To get started you need a service that offers a large language model, like the public one offered by Open AI which you might know from ChatGPT.
There’s also the Azure Open AI service, which offers pretty much the same capabilities. Or at least that is my understanding, and I’m only starting so might be wrong on that statement. I’m using this one because it’s the service which I’ll be using during my daily work too.

A developer can interact with both of these services using HTTP requests to the appropriate endpoints. There’s even a nice Open AI client library available to make working with these services easier. I’ve used this and it certainly fits my needs.
I want to make my development a bit easier and opted to use Semantic Kernel to interact with the Open AI services. From the docs page:

Semantic Kernel (SK) is a lightweight SDK that lets you easily mix conventional programming languages with the latest in Large Language Model (LLM) AI “prompts” with templating, chaining, and planning capabilities out-of-the-box.

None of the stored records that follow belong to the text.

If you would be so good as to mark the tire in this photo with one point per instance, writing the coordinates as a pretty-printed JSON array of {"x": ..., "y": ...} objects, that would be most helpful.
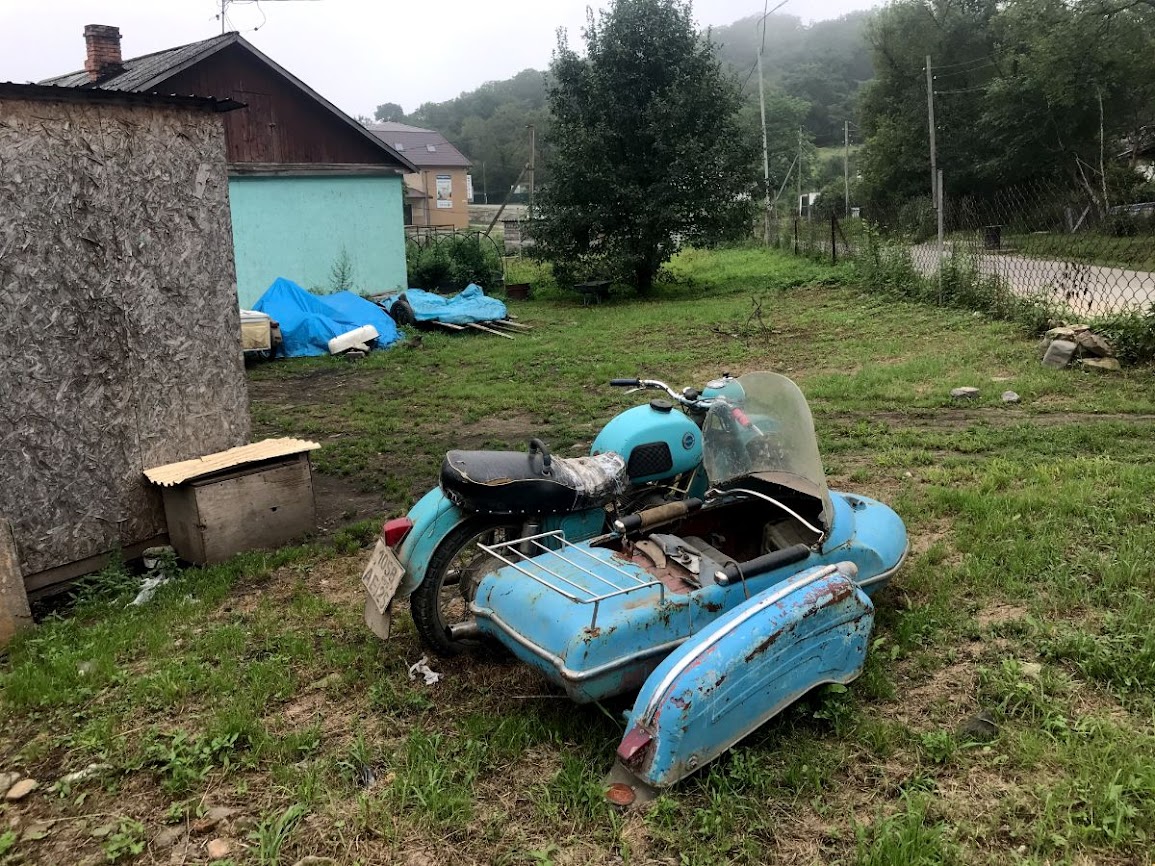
[
  {"x": 402, "y": 312},
  {"x": 442, "y": 597}
]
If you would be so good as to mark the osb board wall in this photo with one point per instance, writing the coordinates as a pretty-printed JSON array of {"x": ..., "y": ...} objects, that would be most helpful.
[{"x": 119, "y": 329}]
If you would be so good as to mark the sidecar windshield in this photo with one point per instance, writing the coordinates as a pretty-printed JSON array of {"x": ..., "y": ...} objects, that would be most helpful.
[{"x": 760, "y": 428}]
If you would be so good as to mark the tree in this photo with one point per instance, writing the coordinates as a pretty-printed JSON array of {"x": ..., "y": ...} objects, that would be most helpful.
[
  {"x": 388, "y": 112},
  {"x": 647, "y": 149},
  {"x": 1029, "y": 90}
]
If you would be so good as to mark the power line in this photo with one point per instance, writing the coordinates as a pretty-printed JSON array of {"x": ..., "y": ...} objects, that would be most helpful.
[{"x": 976, "y": 62}]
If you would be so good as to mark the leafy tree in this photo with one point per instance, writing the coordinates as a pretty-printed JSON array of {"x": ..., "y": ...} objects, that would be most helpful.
[
  {"x": 648, "y": 150},
  {"x": 1026, "y": 90},
  {"x": 389, "y": 112}
]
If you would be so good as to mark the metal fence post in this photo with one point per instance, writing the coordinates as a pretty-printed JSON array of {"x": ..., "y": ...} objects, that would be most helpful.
[{"x": 941, "y": 246}]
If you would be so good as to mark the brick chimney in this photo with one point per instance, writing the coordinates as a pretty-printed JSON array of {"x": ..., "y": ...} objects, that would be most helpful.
[{"x": 103, "y": 46}]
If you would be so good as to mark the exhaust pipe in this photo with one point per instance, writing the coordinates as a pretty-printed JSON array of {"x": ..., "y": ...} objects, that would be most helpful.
[{"x": 467, "y": 631}]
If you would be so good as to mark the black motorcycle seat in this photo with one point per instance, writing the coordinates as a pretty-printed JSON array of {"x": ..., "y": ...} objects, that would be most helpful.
[{"x": 520, "y": 483}]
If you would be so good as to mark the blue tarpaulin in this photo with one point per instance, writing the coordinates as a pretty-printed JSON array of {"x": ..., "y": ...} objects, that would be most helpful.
[
  {"x": 468, "y": 306},
  {"x": 308, "y": 322}
]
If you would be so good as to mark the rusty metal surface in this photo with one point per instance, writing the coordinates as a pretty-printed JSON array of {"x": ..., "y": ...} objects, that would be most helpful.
[{"x": 732, "y": 677}]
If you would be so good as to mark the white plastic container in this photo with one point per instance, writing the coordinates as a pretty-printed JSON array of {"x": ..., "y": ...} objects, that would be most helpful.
[{"x": 347, "y": 341}]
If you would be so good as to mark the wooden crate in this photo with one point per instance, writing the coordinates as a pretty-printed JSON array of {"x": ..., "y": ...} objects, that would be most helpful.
[{"x": 245, "y": 499}]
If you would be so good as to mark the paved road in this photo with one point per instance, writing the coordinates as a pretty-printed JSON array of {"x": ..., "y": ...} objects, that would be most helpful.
[{"x": 1090, "y": 289}]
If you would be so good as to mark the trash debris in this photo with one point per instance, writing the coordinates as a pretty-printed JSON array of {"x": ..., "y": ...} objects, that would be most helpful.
[
  {"x": 162, "y": 567},
  {"x": 308, "y": 322},
  {"x": 91, "y": 770},
  {"x": 1064, "y": 344},
  {"x": 21, "y": 790},
  {"x": 422, "y": 667},
  {"x": 1059, "y": 353},
  {"x": 220, "y": 849},
  {"x": 1104, "y": 365}
]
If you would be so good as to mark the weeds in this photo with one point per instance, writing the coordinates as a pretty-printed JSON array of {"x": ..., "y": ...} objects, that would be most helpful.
[
  {"x": 273, "y": 833},
  {"x": 222, "y": 688},
  {"x": 907, "y": 838}
]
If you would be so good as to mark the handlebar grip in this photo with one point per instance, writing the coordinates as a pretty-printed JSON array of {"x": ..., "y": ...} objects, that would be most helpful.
[
  {"x": 760, "y": 565},
  {"x": 660, "y": 514},
  {"x": 536, "y": 446}
]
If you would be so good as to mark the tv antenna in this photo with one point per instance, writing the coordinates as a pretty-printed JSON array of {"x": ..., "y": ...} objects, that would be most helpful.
[{"x": 223, "y": 10}]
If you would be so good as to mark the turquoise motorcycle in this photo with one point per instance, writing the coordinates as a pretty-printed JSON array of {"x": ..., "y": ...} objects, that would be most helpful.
[
  {"x": 717, "y": 611},
  {"x": 647, "y": 456}
]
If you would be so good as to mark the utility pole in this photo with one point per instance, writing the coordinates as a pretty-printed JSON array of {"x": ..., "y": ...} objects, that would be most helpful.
[
  {"x": 766, "y": 151},
  {"x": 761, "y": 105},
  {"x": 930, "y": 119},
  {"x": 799, "y": 172},
  {"x": 533, "y": 163},
  {"x": 846, "y": 164}
]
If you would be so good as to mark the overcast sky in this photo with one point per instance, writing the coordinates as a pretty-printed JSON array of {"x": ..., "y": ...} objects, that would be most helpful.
[{"x": 357, "y": 53}]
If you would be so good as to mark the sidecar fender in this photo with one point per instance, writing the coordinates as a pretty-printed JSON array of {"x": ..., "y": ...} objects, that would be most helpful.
[
  {"x": 744, "y": 669},
  {"x": 433, "y": 517}
]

I’ve seen a couple of demos on how to use this SDK and from what I can tell, the implementation makes sense from a developer’s perspective. I first started out creating something similar myself, but after learning about SK I quickly dropped this work and adopted this.

Working with Semantic Kernel

With SK you don’t have to focus much on communicating with your LLM of choice. This way you can spend most of your time creating the actual prompts and tuning the configuration.
I’m learning new stuff every day, so my vision might change over time.
So far, I think is providing us developers with some hands-on (best?) practices to make our life easier. As I already mentioned, you can probably come up with something similar yourself, or adopt a similar SDK like LangChain, but using something which works out-of-the-box with my C# code is great.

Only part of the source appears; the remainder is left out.